Part I introduced the series and considered the existence and scope of the duties of care owed by the sport’s governing bodies, while Part II addressed the question of whether those duties have been breached. Both parts concluded that there were good arguments in favour of the claimant players.
This Part III will analyse the issues of causation – i.e. whether, as a matter of law, the governing bodies’ (arguable) negligence could be deemed to have caused the claimant players’ probable CTE and early onset dementia. This is perhaps the most complex part of the concussion litigation, which will present significant challenges for all parties.

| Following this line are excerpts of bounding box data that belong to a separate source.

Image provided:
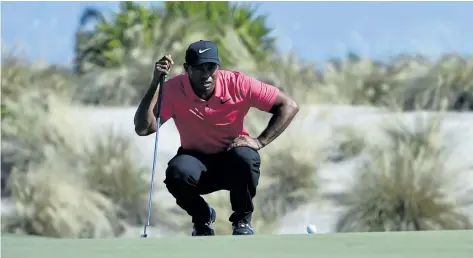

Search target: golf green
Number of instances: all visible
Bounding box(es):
[2,231,473,258]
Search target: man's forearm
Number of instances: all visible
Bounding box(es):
[257,102,299,148]
[134,78,161,135]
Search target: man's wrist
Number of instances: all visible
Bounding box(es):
[256,138,265,150]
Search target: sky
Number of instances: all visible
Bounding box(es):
[1,1,473,65]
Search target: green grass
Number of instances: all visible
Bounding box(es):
[2,230,473,258]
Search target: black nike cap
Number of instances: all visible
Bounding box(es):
[186,40,220,66]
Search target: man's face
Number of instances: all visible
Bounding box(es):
[187,63,218,91]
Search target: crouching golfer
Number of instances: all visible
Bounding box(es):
[134,41,299,236]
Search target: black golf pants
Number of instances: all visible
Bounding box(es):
[164,147,260,224]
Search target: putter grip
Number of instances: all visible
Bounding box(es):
[156,74,166,119]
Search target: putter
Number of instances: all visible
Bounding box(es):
[141,74,166,238]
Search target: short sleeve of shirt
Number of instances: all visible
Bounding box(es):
[239,74,279,112]
[154,81,175,120]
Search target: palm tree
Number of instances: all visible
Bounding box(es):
[75,2,275,74]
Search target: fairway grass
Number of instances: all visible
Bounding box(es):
[2,231,473,258]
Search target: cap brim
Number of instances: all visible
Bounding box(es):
[192,58,220,65]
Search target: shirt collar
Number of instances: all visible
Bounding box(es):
[183,70,225,101]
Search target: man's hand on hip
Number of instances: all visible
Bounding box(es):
[227,135,263,151]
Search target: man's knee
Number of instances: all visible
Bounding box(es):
[164,155,205,186]
[229,147,261,171]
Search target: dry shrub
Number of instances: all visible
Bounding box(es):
[318,54,398,106]
[80,130,156,226]
[329,126,366,162]
[392,55,473,110]
[253,53,325,103]
[256,128,327,224]
[2,160,124,238]
[336,117,473,232]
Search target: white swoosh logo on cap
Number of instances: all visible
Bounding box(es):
[199,48,210,54]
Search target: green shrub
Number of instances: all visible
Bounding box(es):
[336,115,473,232]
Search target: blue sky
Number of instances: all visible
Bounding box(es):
[1,2,473,64]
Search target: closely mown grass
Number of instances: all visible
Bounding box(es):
[336,117,473,232]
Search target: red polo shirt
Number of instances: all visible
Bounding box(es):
[161,70,279,154]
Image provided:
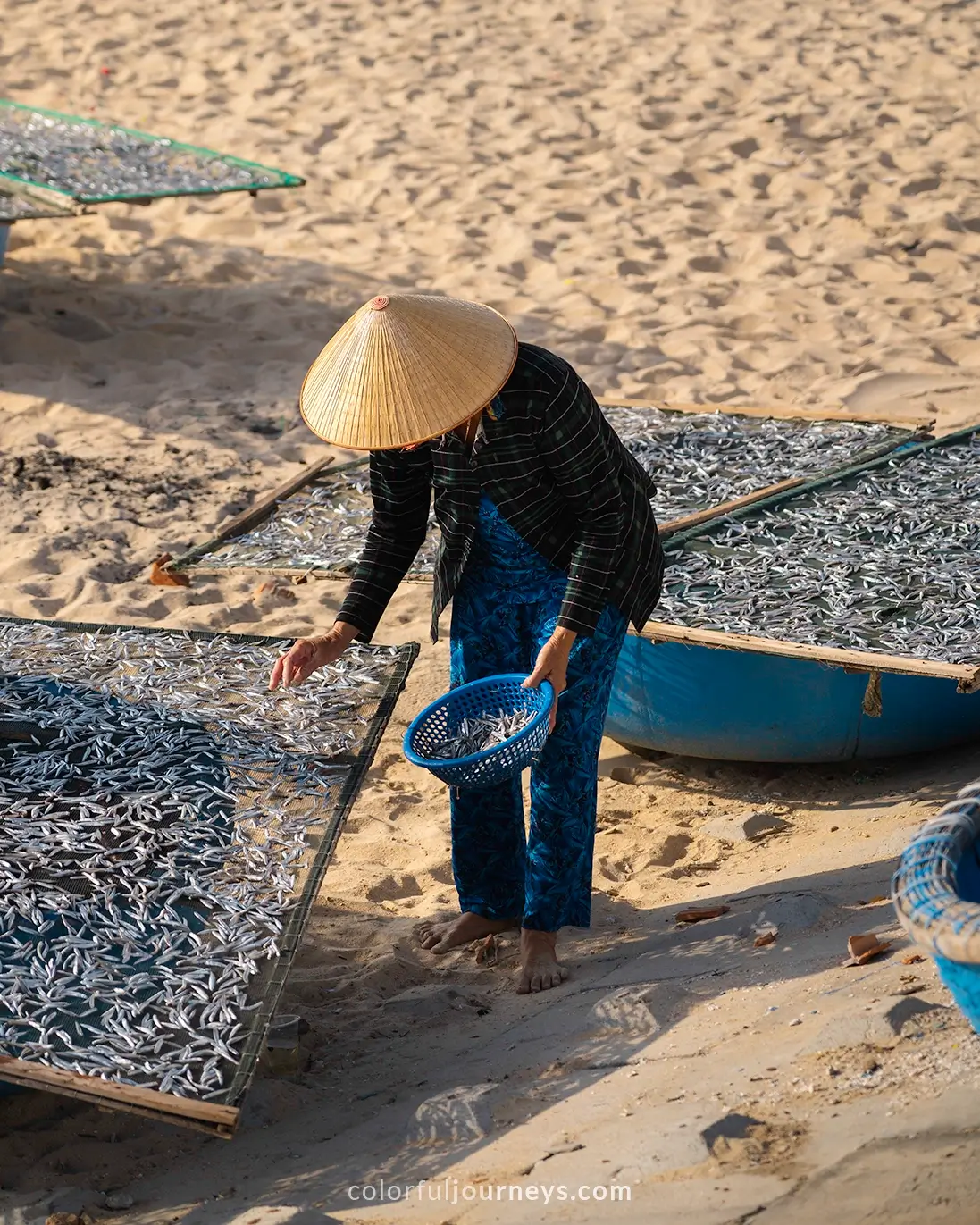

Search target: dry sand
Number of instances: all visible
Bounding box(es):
[0,0,980,1225]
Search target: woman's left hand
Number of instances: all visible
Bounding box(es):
[524,627,575,731]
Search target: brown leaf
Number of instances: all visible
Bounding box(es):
[149,552,191,587]
[674,907,732,922]
[844,931,892,965]
[476,935,499,965]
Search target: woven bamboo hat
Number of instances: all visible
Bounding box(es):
[299,294,517,451]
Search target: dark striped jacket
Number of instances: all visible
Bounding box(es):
[338,344,664,642]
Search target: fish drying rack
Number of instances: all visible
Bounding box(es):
[640,425,980,691]
[0,99,305,264]
[166,399,931,582]
[0,617,418,1138]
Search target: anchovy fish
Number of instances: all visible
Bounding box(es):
[428,710,534,760]
[0,106,281,197]
[0,622,399,1099]
[657,433,980,664]
[195,408,900,578]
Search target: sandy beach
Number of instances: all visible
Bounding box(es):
[0,0,980,1225]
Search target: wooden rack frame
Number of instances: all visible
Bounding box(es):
[638,621,980,693]
[163,397,933,581]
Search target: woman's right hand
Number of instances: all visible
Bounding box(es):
[268,621,357,689]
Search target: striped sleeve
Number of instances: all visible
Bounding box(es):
[337,446,432,642]
[537,363,624,634]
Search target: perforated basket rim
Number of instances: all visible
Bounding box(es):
[402,673,555,770]
[892,782,980,965]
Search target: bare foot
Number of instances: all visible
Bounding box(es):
[517,927,568,994]
[415,910,517,953]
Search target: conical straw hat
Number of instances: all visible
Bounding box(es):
[299,294,517,451]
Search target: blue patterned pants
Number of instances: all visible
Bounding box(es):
[451,572,626,931]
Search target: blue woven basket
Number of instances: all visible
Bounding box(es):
[892,783,980,1033]
[403,673,555,786]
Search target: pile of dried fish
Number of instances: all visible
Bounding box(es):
[0,190,72,224]
[198,408,899,578]
[0,103,286,201]
[205,470,439,577]
[0,622,403,1099]
[428,710,534,760]
[654,435,980,664]
[604,408,900,523]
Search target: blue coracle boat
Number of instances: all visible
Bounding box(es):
[605,636,980,762]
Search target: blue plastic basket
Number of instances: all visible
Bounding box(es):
[892,783,980,1033]
[403,673,555,786]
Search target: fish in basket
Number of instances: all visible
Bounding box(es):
[403,674,555,786]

2. Causation in English law
Causation in English law can typically be broken down into two elements: factual causation and legal causation. Factual causation is typically expressed as the “but for” test – i.e. “but for” the defendant’s negligence, would the injury have occurred? If the answer is no, the defendant is the factual cause of the injury. Legal causation relates to the question of whether the harm falls within the scope of the defendant’s responsibility.
If a defendant has negligently breached their duty of care and is found to have caused the claimant’s loss, the defendant will, prima facie, be liable.
2.1 Factual Causation
The “but for” test applies in most cases to determine factual causation.[1] However, in certain instances, it fails to produce a satisfactory result.
For example, if there are multiple possible and/or contributing causes of a single injury, it may be impossible (as a matter of science) to prove, on a “but for” analysis, the contribution of each possible cause. As such, to mitigate unfairness to claimants, the law has developed to modify the “but for” test in certain circumstances, often in the context of industrial disease.
2.1.1 Material Contribution to the Injury
Following Bonnington Castings v Wardlaw,[2] factual causation will be established where there are multiple cumulative causes of a single injury, the inadequacies of medical science mean that the relative potency of the causes cannot be established,[3] (at least) one of those causes was tortious (i.e. the result of negligence) and the claimant can prove that this cause made a material contribution to the injury. The claimant does not have to prove that the defendant’s negligence was the sole, or even the main, cause of the damage.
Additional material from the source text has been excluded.